Swine Health Information Center Executive Director Dr. Paul Sundberg says this new Genotype 1 virus is less virulent than the Georgia 07 Genotype 2 virus that is causing the epidemic around the world and may be more difficult to detect.
Clip-Dr. Paul Sundberg-Swine Health Information Center:
Genotype 1 is a relatively low virulent genotype of ASF. It still causes infection but it doesn't cause the devastating disease that Genotype 2 does. Genotype 1 can make a pig sick but generally they can recover. The implication for that is that Genotype 1 may be able therefore to spread among a population, a region, between farms with more ease and lower detectability than Genotype 2 that is more highly pathogenic.

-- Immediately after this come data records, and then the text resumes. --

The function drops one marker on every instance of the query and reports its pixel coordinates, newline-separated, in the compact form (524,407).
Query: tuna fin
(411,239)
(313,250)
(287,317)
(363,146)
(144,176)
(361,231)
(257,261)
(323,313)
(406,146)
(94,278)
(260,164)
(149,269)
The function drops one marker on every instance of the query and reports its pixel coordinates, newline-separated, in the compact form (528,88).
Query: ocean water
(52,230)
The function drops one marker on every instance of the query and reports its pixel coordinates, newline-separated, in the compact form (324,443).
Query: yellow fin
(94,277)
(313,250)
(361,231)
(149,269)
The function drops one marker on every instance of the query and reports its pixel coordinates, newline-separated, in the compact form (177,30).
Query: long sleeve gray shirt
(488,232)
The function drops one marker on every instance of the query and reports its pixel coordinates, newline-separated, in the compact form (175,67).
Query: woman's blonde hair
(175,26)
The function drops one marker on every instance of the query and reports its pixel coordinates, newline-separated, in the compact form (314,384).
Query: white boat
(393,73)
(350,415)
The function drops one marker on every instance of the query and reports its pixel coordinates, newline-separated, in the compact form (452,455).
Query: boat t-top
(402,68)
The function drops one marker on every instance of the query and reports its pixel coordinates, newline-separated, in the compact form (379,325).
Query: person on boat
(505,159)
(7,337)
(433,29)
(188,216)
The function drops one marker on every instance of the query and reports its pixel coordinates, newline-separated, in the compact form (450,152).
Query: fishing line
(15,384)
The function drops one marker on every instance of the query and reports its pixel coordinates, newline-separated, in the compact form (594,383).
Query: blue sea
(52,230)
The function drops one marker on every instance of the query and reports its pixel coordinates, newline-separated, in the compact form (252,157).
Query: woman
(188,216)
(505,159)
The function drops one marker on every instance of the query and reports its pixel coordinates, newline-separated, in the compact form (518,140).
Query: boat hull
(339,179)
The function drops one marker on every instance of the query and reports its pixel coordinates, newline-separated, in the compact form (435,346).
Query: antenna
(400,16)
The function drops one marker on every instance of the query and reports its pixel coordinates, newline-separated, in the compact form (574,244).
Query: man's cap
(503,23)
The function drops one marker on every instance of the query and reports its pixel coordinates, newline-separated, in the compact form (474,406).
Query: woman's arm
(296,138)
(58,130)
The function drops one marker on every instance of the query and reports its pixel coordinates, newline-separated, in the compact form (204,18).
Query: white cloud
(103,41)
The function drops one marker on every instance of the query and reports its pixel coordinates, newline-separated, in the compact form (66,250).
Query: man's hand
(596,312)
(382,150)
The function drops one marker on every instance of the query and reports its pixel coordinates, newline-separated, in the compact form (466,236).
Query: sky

If you have a virus that will cause severe disease in pigs and have 100 percent mortality in a group of pigs or in a region, it's rather easy to say I've got something. There's something different going on here and we better find out what it is.
If you have a virus that causes a disease that looks very much like other things that are normal or endemic in the area and pigs recover and go on in production it's easier to dismiss that and say it must have been this or it must have been that rather than checking for ASF so it may be harder to detect because of the lower virulence and that's really the concern.